I’m sure we all can explain what is Standardization. What is the difference between Standardization Vs Normalization.

We can also answer when standardization is used rather than Normalization.

But above question is deep diving in to logistic regression algorithm and make us to think what is the advantage of using standardization in features before fitting Logistic Regression Model.

It made me think a while and finally gave up after failing many attempts.

How do we approach this question ?

Intuition says, every Machine Learning algorithm is one or other way boils down to Optimization algorithm trying to reduce cost function. Whether this standardization helps in optimization ?

Optimization is Gradient Descent to find optimal values and converge to minima as possible.

Answer: “Feature values affect the step size of gradient descent. The difference in ranges of features will cause different step size for each feature. To ensure that the gradient descent moves smoothly towards the minima and that the steps for gradient descent are updated at the same rate of all the features, we scale the data before feeding it to model.

Below links will give more idea on this question.

Logistic Regression Cost Function

Question – 2

This Question i faced in interview is about Decision Tree Model.

Decision Tree is a Supervised learning technique that can be used for both classification and Regression problems.

It is a tree-structured classifier, where internal nodes represent the features of a dataset, branches represent the decision rules and each leaf node represents the outcome.

In order to build a tree, we use the CART algorithm, which stands for Classification and Regression Tree algorithm.

Tree graph

We know the nodes are identified based on 2 functions. Either Entropy or Gini Index.

I have been asked below question,

Question: “In SciKit Learn Library by default GINI Index is used for splitting nodes, instead of Entropy.

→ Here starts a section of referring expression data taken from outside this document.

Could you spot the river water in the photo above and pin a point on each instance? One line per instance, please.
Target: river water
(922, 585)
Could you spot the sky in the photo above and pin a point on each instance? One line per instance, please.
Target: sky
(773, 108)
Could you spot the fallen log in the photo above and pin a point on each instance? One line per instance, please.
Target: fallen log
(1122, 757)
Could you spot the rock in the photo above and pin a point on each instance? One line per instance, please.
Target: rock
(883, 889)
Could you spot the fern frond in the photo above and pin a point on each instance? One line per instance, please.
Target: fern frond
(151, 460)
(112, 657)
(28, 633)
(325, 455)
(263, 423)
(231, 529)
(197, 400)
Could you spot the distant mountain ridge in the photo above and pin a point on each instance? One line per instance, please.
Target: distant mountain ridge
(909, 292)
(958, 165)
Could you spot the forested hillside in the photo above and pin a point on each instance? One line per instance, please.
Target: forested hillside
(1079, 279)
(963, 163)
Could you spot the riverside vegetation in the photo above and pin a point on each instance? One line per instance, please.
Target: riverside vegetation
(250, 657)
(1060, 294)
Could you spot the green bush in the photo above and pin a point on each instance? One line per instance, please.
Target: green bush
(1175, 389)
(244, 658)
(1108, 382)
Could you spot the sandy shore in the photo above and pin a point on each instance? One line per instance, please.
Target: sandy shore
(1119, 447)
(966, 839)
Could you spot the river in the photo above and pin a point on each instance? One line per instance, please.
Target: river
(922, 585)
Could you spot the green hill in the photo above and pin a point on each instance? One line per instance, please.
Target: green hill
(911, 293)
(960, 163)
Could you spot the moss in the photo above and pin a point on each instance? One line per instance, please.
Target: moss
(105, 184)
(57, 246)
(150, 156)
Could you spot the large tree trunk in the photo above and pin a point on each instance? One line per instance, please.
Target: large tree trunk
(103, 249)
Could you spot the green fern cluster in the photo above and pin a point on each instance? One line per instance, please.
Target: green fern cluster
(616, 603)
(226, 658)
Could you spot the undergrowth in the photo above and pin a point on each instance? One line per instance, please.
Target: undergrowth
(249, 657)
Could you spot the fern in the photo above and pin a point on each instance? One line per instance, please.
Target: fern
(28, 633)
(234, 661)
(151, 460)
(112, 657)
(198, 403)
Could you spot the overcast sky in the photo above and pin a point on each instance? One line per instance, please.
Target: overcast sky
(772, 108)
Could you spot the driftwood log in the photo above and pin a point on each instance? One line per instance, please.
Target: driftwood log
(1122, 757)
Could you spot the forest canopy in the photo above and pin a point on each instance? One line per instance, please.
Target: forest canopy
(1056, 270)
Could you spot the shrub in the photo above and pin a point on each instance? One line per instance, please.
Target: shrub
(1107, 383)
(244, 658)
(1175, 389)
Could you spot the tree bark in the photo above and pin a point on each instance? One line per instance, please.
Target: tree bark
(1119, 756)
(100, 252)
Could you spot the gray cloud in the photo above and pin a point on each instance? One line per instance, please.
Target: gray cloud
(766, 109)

Why??

Again, this question made me to think about my fundamentals on ML knowledge.

Gini Entropy formula

During interview, i recollected the formula for both Entropy & Gini Index, but not able to connect my intuition’s why GINI is preferred than Entropy by SciKit Learn Library and eventually give up.

Upon looking for answer, below article helped me to understand the difference.

https://quantdare.com/decision-trees-gini-vs-entropy/#:~:text=Conclusions,entropy%20criterion%20are%20slightly%20better.

Answer: “Computationally, entropy is more complex since it makes use of logarithms and consequently, the calculation of the Gini Index will be faster

Obviously, programming is to achieve a task which is computationally cheap and faster. Hence in ML algorithms also default values are chosen such that optimally faster and cheaper.

Though this question is very simple and we learned Decision Tree algorithm, we miss to capture this minute details.

Question – 3

Python is mostly using in ML world and often interview’s test skill in python coding. We provide focus on learning data structures like Linked List, Trees, Graphs etc….

This question is again fundamentals, which focus on fundamental of Python.

Question – “Break the given sentence into words without using any functions

Without doubt everyone recalls using Split Function provided by python or one can image using regular expressions to identify words, but these are built in functions.

This question again make us to go back to python fundamentals.

Answer:

Copy to Clipboard

Indexing is very important function in python. All we should do is identify the position of character to break and use indexing to extract and put in to a list using recursive function.

Though there are lot of ways, indexing turns out to be simple and effective.

Conclusion

Interview is tough for those who don’t prepare. Interview is tricky for those who prepare. Practice makes man perfect.

It is always advisable to revisit the fundamentals and stick the basic always. These questions which i faced in interview was sounding easy after referring the basics again.

so be always prepared.

We will continue to share our experience, till then KEEP LEARNING.